Она листала огромные толстые книги, разлинованные шариковыми ручками. Каждому – одна строка. Имя, адрес, ответственное лицо. Лицо – это я. Моя строка все не находилась. Книга кончилась, и у меня на секнду появилось ощущение полной, отчаянной безысходности, как в раннем детстве, когда я случайно забрела на пятый – последний – этаж: дальше некуда. Но тетка в окне взяла откуда-то другую книгу, и нашла. 21-го. Суббота.
– Не помните ничего, проворчала она.
Потом я с желтоватой квитанцией опять пошла туда, где Выдача.
Там было похоже на почту, где посылки принимают. Длинный прилавок, а за ним столы. Той, которая выдавала, долго не было. Я ждала. Потом она пришла.
Молодая толстая тетка в синем халате. Лет тридцати. Что у вас – она спросила – взяла квитанцию и опять ушла.
Мне совсем не хотелось, чтоб она скоро вернулась. Хотелось покурить и вообще посидеть и подумать.
Но она вернулась, неся в руках черную, пластмассовую – банку, вазу, коробку?

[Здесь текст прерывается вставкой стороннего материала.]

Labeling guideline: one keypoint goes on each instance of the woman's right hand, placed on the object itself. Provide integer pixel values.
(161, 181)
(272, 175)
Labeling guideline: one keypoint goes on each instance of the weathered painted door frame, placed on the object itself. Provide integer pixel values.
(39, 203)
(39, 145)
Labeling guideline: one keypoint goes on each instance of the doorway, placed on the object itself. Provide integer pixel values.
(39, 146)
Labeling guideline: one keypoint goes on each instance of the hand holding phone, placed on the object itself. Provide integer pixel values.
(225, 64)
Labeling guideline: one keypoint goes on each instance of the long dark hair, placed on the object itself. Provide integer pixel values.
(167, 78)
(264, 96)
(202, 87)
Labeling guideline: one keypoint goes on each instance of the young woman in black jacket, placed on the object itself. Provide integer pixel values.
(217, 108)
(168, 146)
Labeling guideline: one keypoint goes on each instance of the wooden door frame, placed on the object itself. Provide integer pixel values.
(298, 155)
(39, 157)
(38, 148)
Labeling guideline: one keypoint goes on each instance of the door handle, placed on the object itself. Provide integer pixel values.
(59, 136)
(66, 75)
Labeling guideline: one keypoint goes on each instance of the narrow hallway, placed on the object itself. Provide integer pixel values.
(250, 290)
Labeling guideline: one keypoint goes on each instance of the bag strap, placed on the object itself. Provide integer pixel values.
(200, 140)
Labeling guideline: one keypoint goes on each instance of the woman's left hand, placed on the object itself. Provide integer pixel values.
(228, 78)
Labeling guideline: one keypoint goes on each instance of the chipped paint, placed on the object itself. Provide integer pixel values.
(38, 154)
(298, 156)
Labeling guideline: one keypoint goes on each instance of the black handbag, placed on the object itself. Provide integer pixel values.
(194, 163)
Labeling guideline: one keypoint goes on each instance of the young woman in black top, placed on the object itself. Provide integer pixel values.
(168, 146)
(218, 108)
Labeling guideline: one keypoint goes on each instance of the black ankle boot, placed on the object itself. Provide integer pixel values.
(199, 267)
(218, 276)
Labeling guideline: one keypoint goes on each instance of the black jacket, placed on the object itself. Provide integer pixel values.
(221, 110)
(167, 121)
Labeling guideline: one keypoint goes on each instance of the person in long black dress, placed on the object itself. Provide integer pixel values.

Урну. Я ее узнала мгновенно, и испугалась, заметив, что крышка приоткрыта. Поэтому сразу сунулась к квитанции – где расписаться?
Она сказала – сейчас, подождите, – и стала открывать крышку. Мне стало очень страшно. Я смотрела в пол.
– Смотрите! – голосом пионервожатой сказала она. – Ваш прах?
Банка была открыта, и в ней доверху был насыпан серый пепел. Он состоял из серых и черноватых кусочков. Они поблескивали.
– Мой, – вдруг громким и твердым голосом сказала я.
– Давайте.
– Сейчас, сказала она. – Я замурую.
И опять ушла. Мне стало все равно. Я не хотела больше курить, и сидеть не хотела. Я хотела забрать мой прах.
Она вернулась, и осторожно передала мне эту банку, из рук в руки. Крышка была примазана чем-то серым, глиной или раствором.
– Осторожно, еще не застыло, – сказала тетка. – Не переворачивайте. Здесь распишитесь.
Я вышла на улицу, и мне захотелось лечь на жесткие остатки травы. Сумка была ужасно тяжелая. Банка была в сумке. Я ее осторожно несла, но молнию застегнула до конца, чтоб никто не испугался. Аллейка была недлинная, но я долго шла. В конце стояла лавочка, и там я стала сидеть и курить. Люди любопытно взглядывали, когда проходили мимо, но мне теперь было все равно.
Солнце куда-то ушло. Я мерзла, ожидая автобус. Потом он пришел, пустой, и я сразу села. Он долго ехал, на остановках набивался народ. Мне хотелось ехать подольше. Был конец рабочего дня.
Я думала мельком, что это очень важно – то, что я сейчас делаю, но все эти соображения куда-то ускользали, получалось, я просто еду, как все эти люди, с тяжелыми сумками, уставшие, после работы. В метро я уже не пыталась ни о чем серьезном помнить, только ждала, когда же конец.
Дома, слава богу, никого не было. Я не могла понять, куда – ее. Ведь ему всегда было место в моей жизни, а тут – четыре комнаты – куда? Я мыкалась по чужой квартире с застегнутой наглухо сумкой, пристраивая ее то в один угол, то в другой, все было не так.
Кое-как место нашлось на пианино (на пианино – нормально?), в компьютерной комнате (компьютеры, он же любил, правильно?), рядом с тем местом, где я всегда работаю. Я подумала, что должно быть так – место немного безлично, но все же мое. Так она и стояла в углу – застегнутая наглухо черная сумка, рядом с моим рабочим местом.
Когда я выходила за него замуж, штамп о браке поставили в мой паспорт на страницу “воинская обязанность”.